F. Musarella, E. Maurel Dor, M-P. Lehucher-Michel Encyclopédie Médico-Chirurgicale, Elevier Masson SAS, Issy-les-Moulineaux, Pathologie professionnelle de l’environnement, 16-778-A-10, 8 pages. Bibliographie.
Le syndrome des bâtiments malsains (SBM) est un ensemble de symptômes non spécifiques isolés ou associés tels que céphalée, asthénie, malaise, syndrome irritation et / ou trouble de la concentration survenant chez des personnes occupant un même bâtiment. Ces symptômes apparaissent durant la journée de travail et disparaissent ou diminuent spontanément après l’arrêt de travail.
On retient le diagnostic de SBM après avoir éliminé une maladie liée au bâtiment due à un agent causal identifié (maladies infectieuses, pathologies immuno allergologiques) mais ces maladies présentent des signes cliniques et biologiques.
Il existe des syndromes apparentés, c’est à dire des syndromes pouvant avoir des symptômes communs avec le SBM : le syndrome d’intolérance aux odeurs chimiques ou hypersensibilité aux produits chimiques, le syndrome d’hypersensibilité aux ondes magnétiques, le syndrome de la Guerre du Golfe ou le syndrome de fatigue chronique.
Son origine est multifactorielle et son expression polymorphe. Aucune théorie psychopathologique n’a été retenue.
Les facteurs déclenchants sont environnementaux : facteurs physiques (tels que température supérieure à 22°C, hygrométrie inférieure à 30% et supérieure à 65%, ventilation ne permettant pas un renouvellement d’air supérieur à 10 l/seconde, dysfonctionnement des dispositifs de climatisation, variations de luminosité des locaux), facteurs chimiques (composés organiques volatils, ozone, tabagisme, monoxyde de carbone et dioxyde de carbone), facteurs microbiologiques.
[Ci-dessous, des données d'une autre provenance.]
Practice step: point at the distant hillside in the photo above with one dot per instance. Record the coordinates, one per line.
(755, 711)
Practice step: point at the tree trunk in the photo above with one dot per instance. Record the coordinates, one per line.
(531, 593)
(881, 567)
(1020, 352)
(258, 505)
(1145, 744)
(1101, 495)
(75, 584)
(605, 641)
Les facteurs prédisposants sont des facteurs personnels : sexe féminin et des facteurs psychosociaux et organisationnels (stress, non possibilité de contrôle sur l’environnement, faible niveau social, travail passif, faible support social).
Un facteur d’amplification est le syndrome psychogène (propagation de personne à personne entretenue par l’effet des secours et des médias).
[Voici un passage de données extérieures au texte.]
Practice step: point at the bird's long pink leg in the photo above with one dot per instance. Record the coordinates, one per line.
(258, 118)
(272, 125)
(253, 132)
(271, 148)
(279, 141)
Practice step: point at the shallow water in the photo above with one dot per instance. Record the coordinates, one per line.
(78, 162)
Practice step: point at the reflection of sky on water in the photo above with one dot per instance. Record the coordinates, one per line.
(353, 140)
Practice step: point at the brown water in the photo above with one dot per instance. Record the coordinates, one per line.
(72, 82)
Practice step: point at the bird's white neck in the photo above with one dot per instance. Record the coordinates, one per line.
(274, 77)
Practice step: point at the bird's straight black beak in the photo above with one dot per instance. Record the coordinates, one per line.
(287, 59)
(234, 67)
Le médecin du travail a un rôle à jouer pendant la crise : interrogatoire, examen clinique et prise en charge individuelle des cas sachant que les symptômes de SBM ne nécessitent aucun traitement médicamenteux et qu’ils sont résolutifs spontanément. Un soutien psychologique est néanmoins indispensable pour rassurer l’individu. La prise en charge requiert de faire accepter aux victimes la part non rationnelle de ce syndrome.
Le médecin procède ensuite à une étude des contions de travail et à des investigations complémentaires à propos de la ventilation, de la poussière, de la climatisation, des appareils de combustion, d’une éventuelle exposition aux composés organiques volatils ou à une contamination de l’eau.
A distance de la crise, le médecin du travail conduit une enquête rétrospective et organise ensuite une communication sur les résultats obtenus et les moyens de prévention retenus.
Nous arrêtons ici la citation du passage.